The dean of Dartmouth men in Paris is Horton P. Kennedy '18. Mr. Kennedy, of Morgan & Cos., received me in the magnificent offices of that company, which is located on Place Vendome, just across from the Ritz Hotel. Mr. Kennedy, who came to Paris in 1920, after having seen it for the first time during World War I, has considered Paris his home ever since that date. He has a great many friends, both French and American, in Paris. He is President of the American Club of Paris, and he has been on the boards of the American Students and Artists Center, the American Chamber of Commerce in France, the American Overseas Memorial Day Association as well as other charitable and commercial French and American organizations.

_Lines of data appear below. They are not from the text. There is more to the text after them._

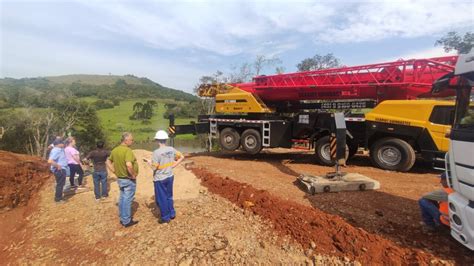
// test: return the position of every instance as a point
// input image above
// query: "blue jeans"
(60, 181)
(429, 212)
(100, 183)
(164, 198)
(127, 193)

We in Paris are also honored to have with us two members of the enormous Frothingham clan. Bob, of the class of '41, has recently been working in Brussels, but he came to Paris last year. He has a wife and family, and has now settled in for a long tour of duty with General Motors. Fortunately Bob has an apartment, for Tony '44, who returned a couple of months ago after six months in the States, has not yet found his own flat. Apartments are very hard to come by in Paris, even when one pays a high rent. A small furnished independent place is the goal, of course, of every unmarried American in Paris. Tony, one of the two Americans working in the large Kodak establishment in France, has an office in the Avenue Montaigne building. He speaks fluent French and German, with the result that he entertains a good many of the visiting firemen, of which Kodak seems to have its share.

Living in Paris on the Quai de NewYork, but working at windswept Orly International Airport is Richard A. Gratz '35 of TWA. I asked for Mr. Gratz only to learn that he was on a round-the-world trip and would be back Saturday night. Monday I dashed out to Orly to see him, only to find him in conference with the C.A.A. He left again that night for Athens. His responsibilities extend from Paris to India: a busy man indeed. At the time this is written, J. H. W. Sawyer '31 T. General Manager of Marvet on Rue Miromesnil, is in New York. His office informed me that he would return soon.

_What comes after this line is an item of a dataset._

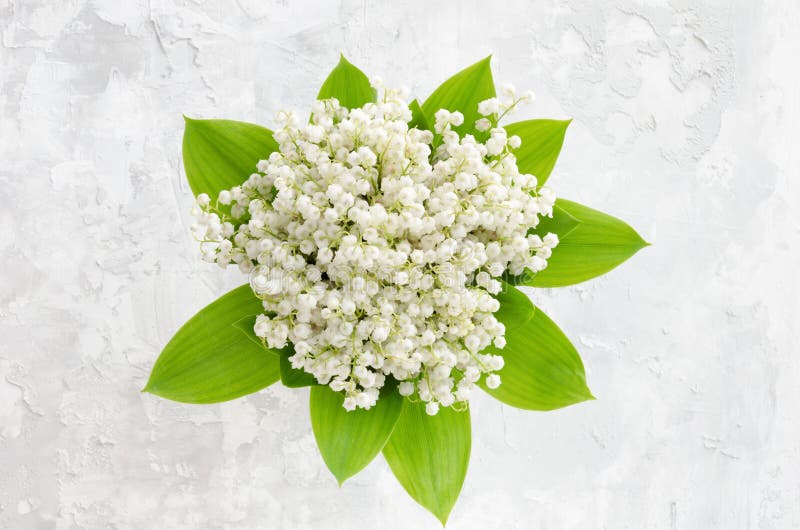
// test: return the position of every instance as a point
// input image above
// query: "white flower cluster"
(377, 249)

In the suburbs of Paris, at Pare Saint Maur, resides Tom Wright '44 with his charming wife and children. They have now completed several years of residence in this area. Tom is studying voice. He is, in this as in other things, a perfectionist, but he does hope to return to the United States in another year or so to take up the more active phases of his singing career.

I believe that it was Ralph Holben who evoked Hanover the other day by saying that he would like to spend every fall in Hanover, and every spring in Paris. Spring has come to Paris.

Carl Batter '43, the author, is practicing law in Paris, at 3 Avenue Bertie Albrecht. He was graduated from Georgetown Law School in 1948 and is a member of the bar in both Maryland and the District of Columbia.